During the economic crisis, the Fed created trillions of dollars to bail out foreign institutions, buy up lousy mortgage-backed securities, manipulate markets, and more. But enormous potential losses on the central bank’s “investments” could be coming back to haunt it. So, on January 6, in a barely noticed policy change buried in its weekly report, the Fed said it would simply stop treating its losses as a liability against its capital base.
Basically, the change means that when any of the Fed’s regional branches lose money, that loss would be recorded on the Treasury’s books instead of as a hit to the central bank‘s capital position. Then, in theory, the Fed would send more of its future profits to the government to make up for it. The measure would essentially mean that, on paper, the Fed could never show a negative capital position.
If short-term interest rates were to rise quickly, due to either an economic recovery or increasing inflation, the Fed could end up paying out more in interest and dividends to member banks than it was taking in. That could also force the central bank to sell some of its wildly leveraged portfolio — including government bonds and mortgage-backed securities — at a huge loss.

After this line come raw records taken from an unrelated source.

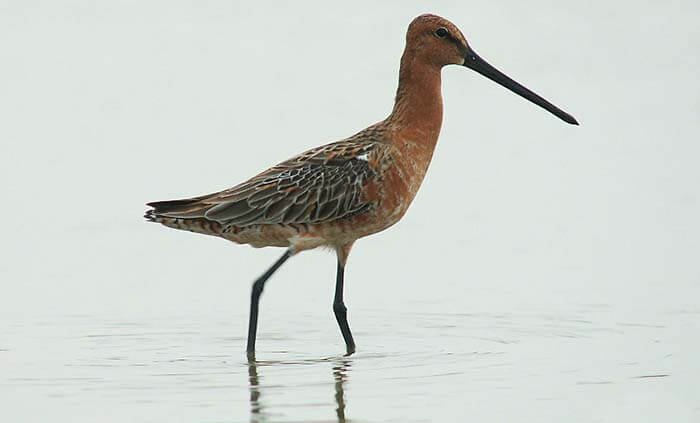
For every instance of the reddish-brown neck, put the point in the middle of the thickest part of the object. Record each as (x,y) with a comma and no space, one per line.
(417,111)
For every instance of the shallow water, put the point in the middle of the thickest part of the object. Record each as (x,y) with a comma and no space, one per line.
(544,273)
(582,365)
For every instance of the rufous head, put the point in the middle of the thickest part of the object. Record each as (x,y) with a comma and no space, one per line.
(436,42)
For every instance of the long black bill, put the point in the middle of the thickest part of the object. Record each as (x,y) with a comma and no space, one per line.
(474,62)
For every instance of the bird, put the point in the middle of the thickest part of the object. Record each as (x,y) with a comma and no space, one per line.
(332,195)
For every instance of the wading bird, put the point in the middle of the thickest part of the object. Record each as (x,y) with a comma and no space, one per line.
(337,193)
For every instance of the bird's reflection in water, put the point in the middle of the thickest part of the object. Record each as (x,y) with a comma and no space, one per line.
(341,369)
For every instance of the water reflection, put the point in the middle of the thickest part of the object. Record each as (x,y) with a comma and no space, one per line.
(340,371)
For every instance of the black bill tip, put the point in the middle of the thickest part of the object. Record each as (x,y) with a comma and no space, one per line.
(475,62)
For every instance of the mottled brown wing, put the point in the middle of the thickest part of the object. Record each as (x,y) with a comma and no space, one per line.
(320,185)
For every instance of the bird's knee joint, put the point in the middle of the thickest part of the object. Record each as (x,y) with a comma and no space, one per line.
(257,289)
(339,308)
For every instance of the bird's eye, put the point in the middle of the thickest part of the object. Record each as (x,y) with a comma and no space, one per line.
(441,32)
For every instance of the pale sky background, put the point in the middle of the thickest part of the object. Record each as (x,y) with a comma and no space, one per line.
(105,106)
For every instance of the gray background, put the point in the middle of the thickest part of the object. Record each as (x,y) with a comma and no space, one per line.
(544,271)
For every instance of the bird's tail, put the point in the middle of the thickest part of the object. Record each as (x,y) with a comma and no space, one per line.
(186,215)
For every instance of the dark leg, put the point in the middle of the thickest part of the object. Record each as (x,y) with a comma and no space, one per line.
(341,312)
(255,299)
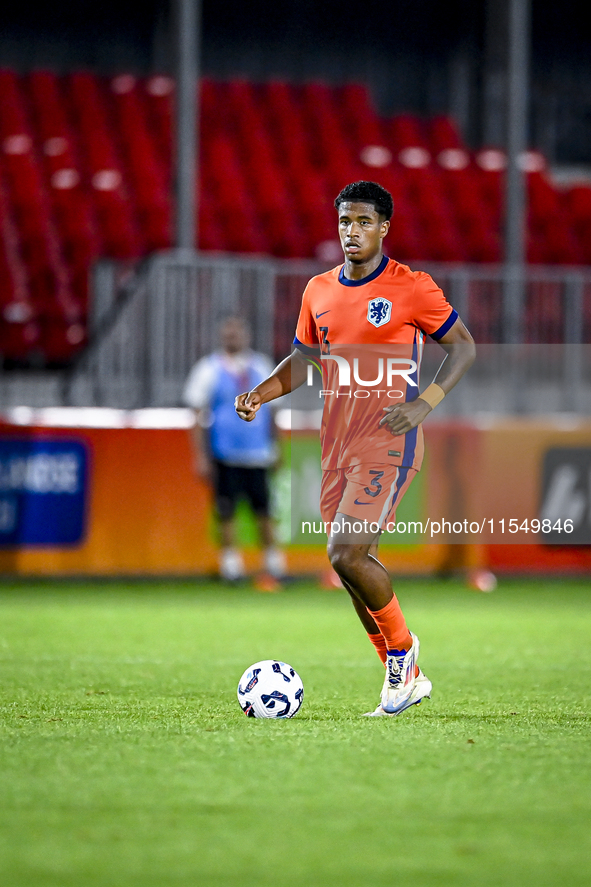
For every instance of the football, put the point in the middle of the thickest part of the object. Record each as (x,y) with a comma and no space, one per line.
(270,689)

"Could the Fed go broke? The answer to this question was 'Yes,' but is now 'No,'" Raymond Stone, managing director of financial-research firm Stone & McCarthy, told Reuters. "An accounting methodology change at the central bank will allow the Fed to incur losses, even substantial losses, without eroding its capital."
Of course, the Fed can’t really go bankrupt — all it has to do is create more fiat money. But because by law the central bank must send to the Treasury most of its profits (after operating costs, interest payments, and dividends paid to member-bank stockholders), it isn’t allowed to use those profits to build up “capital” reserves to shield it from losses. So, to get around that, the Fed would simply stop sending profits to the Treasury until its books were in better shape.
“Compared with the prospect of going broke, being accused of accounting shenanigans is a luxury,” wrote Reuters reporter Pedro Nicolaci da Costa. “In that sense, the Fed's decision to alter its own accounting rules appears prudent. If only businesses and households had the same privilege.”
But, other analysts have pointed out that the accounting gimmick is not entirely without consequences. “Following on the heels of the US $600 bn extension to its quantitative easing program, these kind of moves do not promote confidence in the Fed, but rather cause concern within the markets. We will not make too much of a fuss over this accounting change, but the overall theme of reduced government credibility is strengthened by it,” Bank of America analyst Ralph Axel told the Financial Times.
“In our view, the ongoing decline in credibility ultimately translates into a higher chance of a downgrade in the sovereign credit rating,” he added, noting that “we think markets are likely to become more and more nervous about the outlook, and rates, particularly at the longer maturities, could adjust accordingly.” Axel also pointed out that the controversy over the U.S. government’s AAA credit rating has only been growing, and that recent talk of raising the government-debt ceiling, combined with the Fed’s new accounting rules, “present a further challenge to government credibility, which in turn could contribute to underperformance of the long end of the Treasury curve.”